25. A process of producing a fuel cell electrode according to claim 19, the process comprising a step of sticking a proton conductor to the surface of said catalyst.

26. A process of producing a fuel cell electrode according to claim 19, the process involves a step of sticking a water-repellent resin to the inside of voids of said porous metal sheet.

27. A process of producing a fuel cell electrode according to claim 19, the process comprising a step of forming a flattened layer on at least one surface of said porous metal sheet.

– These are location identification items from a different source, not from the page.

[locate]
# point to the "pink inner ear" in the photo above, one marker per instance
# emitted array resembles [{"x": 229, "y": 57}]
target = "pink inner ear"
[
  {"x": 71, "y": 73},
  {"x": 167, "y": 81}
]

28. A process of producing a fuel cell, the process comprising:

a step of obtaining a fuel cell electrode by the process of producing a fuel cell electrode as claimed in claim 19; and

a step of binding said solid electrolyte film with said fuel cell electrode by sticking said solid electrolyte film to fuel cell electrode under pressure in the condition that said solid electrolyte film is in contact with said fuel cell electrode.